Le marché nippon bien orienté

Les gérants affichent une grande confiance dans les petites capitalisations.

«La performance du marché japonais dépendra de l'économie. Or les indicateurs sont favorables. Les deux années à venir s'annoncent très excitantes», s'est félicité à Londres Hideo Shiozumi, à la conférence annuelle de Legg Mason. Ce gérant, ancien collaborateur de George Soros, relève que «la reprise, caractérisée par les restructurations réussies des entreprises, est en train de se transmettre aux consommateurs, dont les salaires se redressent alors que le marché de l'emploi s'améliore. Si elle tient bon cette année, elle sera la plus longue en soixante ans». Le marché japonais restera bien orienté, même s'il ne faut plus escompter d'aussi fortes progressions que ces trois dernières années. «Mais les risques de baisse sont très limités», affirme Hideo Shiozumi.

D'autant que «le remplacement de Junichiro Koizumi au poste de premier ministre ne devrait pas ralentir le rythme des réformes», estimait jeudi à Genève Koji Suzuki, qui gère chez Sparx des petites et moyennes valeurs pour Lombard Odier Darier Hentsch. Autre facteur de soutien, l'intérêt grandissant pour la Bourse des particuliers, dont plus de 50% de la richesse financière dort sur des comptes de dépôts. «Il suffirait qu'ils en affectent 1% aux actions pour que leurs achats dépassent ceux des étrangers», estime Hideo Shiozumi.
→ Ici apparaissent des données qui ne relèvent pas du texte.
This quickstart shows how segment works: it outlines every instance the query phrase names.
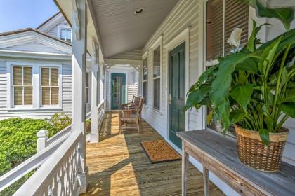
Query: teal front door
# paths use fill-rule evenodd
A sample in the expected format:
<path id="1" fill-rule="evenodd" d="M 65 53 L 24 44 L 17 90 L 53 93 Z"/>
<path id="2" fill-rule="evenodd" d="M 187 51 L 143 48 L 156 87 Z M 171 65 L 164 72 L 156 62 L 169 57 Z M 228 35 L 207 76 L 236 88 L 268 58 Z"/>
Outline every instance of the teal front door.
<path id="1" fill-rule="evenodd" d="M 176 132 L 185 130 L 185 43 L 169 52 L 169 139 L 181 149 Z"/>
<path id="2" fill-rule="evenodd" d="M 117 110 L 126 102 L 126 75 L 111 74 L 111 109 Z"/>

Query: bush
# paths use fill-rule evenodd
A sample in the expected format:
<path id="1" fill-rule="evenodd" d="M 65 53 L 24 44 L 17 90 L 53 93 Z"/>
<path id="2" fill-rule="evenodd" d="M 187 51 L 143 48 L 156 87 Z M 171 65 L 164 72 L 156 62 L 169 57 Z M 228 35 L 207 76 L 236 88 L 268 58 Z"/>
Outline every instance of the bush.
<path id="1" fill-rule="evenodd" d="M 58 129 L 41 119 L 11 118 L 0 121 L 0 176 L 37 153 L 37 133 L 48 136 Z"/>
<path id="2" fill-rule="evenodd" d="M 67 114 L 63 113 L 58 114 L 55 113 L 49 120 L 51 125 L 55 127 L 58 130 L 62 130 L 71 125 L 72 118 Z"/>

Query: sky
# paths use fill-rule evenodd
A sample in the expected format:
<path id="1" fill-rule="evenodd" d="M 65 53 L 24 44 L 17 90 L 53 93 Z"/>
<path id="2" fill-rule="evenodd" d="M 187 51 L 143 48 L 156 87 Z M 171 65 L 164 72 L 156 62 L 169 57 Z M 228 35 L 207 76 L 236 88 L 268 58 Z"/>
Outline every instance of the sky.
<path id="1" fill-rule="evenodd" d="M 58 11 L 53 0 L 0 0 L 0 33 L 36 28 Z"/>

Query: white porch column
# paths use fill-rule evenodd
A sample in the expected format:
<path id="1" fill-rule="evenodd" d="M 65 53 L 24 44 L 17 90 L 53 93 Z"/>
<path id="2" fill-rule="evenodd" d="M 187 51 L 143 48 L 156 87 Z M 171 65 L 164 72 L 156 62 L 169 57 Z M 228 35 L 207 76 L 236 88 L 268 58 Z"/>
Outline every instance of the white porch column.
<path id="1" fill-rule="evenodd" d="M 90 143 L 98 142 L 98 46 L 92 41 L 92 65 L 91 65 L 91 132 L 90 133 Z"/>
<path id="2" fill-rule="evenodd" d="M 79 181 L 81 186 L 80 193 L 87 189 L 87 168 L 86 167 L 86 0 L 72 0 L 72 130 L 82 131 L 84 138 L 79 143 L 81 167 L 79 168 Z"/>

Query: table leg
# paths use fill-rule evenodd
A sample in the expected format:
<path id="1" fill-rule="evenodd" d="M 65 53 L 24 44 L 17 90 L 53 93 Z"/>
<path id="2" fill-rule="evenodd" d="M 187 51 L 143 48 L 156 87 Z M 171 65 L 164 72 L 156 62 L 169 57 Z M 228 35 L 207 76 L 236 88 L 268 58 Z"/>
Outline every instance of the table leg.
<path id="1" fill-rule="evenodd" d="M 204 194 L 209 196 L 209 170 L 203 166 Z"/>
<path id="2" fill-rule="evenodd" d="M 183 157 L 182 157 L 182 195 L 186 195 L 186 186 L 188 181 L 188 154 L 185 152 L 185 143 L 183 141 Z"/>

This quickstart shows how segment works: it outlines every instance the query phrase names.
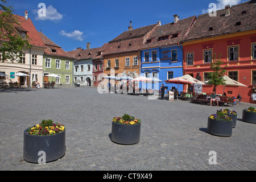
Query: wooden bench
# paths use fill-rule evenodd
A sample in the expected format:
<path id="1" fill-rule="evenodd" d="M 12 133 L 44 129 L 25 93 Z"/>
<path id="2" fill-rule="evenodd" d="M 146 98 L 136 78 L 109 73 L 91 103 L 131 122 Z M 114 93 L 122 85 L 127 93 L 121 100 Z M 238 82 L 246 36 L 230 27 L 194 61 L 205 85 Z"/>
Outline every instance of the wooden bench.
<path id="1" fill-rule="evenodd" d="M 229 104 L 232 104 L 232 106 L 234 104 L 233 101 L 229 101 L 228 99 L 228 97 L 225 96 L 217 96 L 216 97 L 217 100 L 218 101 L 218 104 L 220 105 L 222 105 L 224 106 L 225 104 L 226 103 L 227 106 Z M 191 102 L 194 103 L 200 103 L 203 102 L 205 105 L 207 105 L 207 103 L 210 102 L 210 95 L 198 95 L 196 98 L 191 98 Z"/>

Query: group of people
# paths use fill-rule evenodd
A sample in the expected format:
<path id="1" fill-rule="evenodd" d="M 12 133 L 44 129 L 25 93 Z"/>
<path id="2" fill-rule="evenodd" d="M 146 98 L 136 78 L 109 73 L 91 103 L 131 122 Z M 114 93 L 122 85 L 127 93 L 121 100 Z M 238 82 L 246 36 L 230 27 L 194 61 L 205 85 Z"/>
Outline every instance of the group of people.
<path id="1" fill-rule="evenodd" d="M 225 95 L 225 94 L 224 94 L 224 95 Z M 237 103 L 237 102 L 238 102 L 241 100 L 241 94 L 238 94 L 238 96 L 236 98 L 235 97 L 234 98 L 234 102 L 236 102 Z M 215 93 L 215 92 L 213 92 L 212 93 L 210 94 L 210 106 L 212 106 L 212 102 L 213 101 L 213 102 L 216 101 L 217 106 L 218 107 L 218 101 L 217 99 L 217 95 Z"/>

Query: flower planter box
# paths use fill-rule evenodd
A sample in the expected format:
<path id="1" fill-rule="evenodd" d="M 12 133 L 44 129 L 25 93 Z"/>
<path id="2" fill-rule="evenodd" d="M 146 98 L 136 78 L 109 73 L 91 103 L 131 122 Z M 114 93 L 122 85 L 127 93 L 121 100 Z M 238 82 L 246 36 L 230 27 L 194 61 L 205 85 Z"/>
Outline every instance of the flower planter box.
<path id="1" fill-rule="evenodd" d="M 232 122 L 233 122 L 233 128 L 235 128 L 237 125 L 237 115 L 229 115 L 229 116 L 232 118 Z"/>
<path id="2" fill-rule="evenodd" d="M 122 144 L 137 143 L 141 137 L 141 123 L 137 125 L 122 125 L 112 121 L 111 140 Z"/>
<path id="3" fill-rule="evenodd" d="M 226 122 L 218 121 L 208 117 L 207 132 L 219 136 L 230 136 L 232 135 L 233 121 Z"/>
<path id="4" fill-rule="evenodd" d="M 24 131 L 23 157 L 28 162 L 37 163 L 41 156 L 39 151 L 46 153 L 46 162 L 62 158 L 65 153 L 65 130 L 53 135 L 35 136 Z"/>
<path id="5" fill-rule="evenodd" d="M 256 113 L 243 110 L 242 121 L 251 123 L 256 123 Z"/>

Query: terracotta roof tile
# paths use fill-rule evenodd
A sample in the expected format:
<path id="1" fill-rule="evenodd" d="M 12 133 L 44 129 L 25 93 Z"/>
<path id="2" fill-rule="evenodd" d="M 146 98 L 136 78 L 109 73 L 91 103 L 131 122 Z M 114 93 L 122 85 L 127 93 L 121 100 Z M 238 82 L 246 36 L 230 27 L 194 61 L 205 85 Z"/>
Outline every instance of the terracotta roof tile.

Selon lui les petites et moyennes sociétés sont mieux placées que les grosses pour profiter de cet environnement et accroître leurs parts de marché. «Elles bénéficient de la dérégulation et de la tendance des grosses sociétés à externaliser. Leurs bénéfices progressent de 40% l'an et leurs valorisations restent très attractives.»

Qui plus est, contrairement aux grosses capitalisations, elles recourent peu à la dette et seront donc moins sensibles à la remontée des taux d'intérêt. Autre avantage, elles sont orientées sur le marché domestique et ne risquent pas d'être affectées par l'appréciation du yen qui en découle. Koji Suzuki partage cet optimisme. Après avoir pâti du scandale Livedoor en début d'année, ce segment de marché ne manquera pas de se redresser, selon lui. Le déclencheur du rebond pourrait être la publication des résultats au titre du premier trimestre.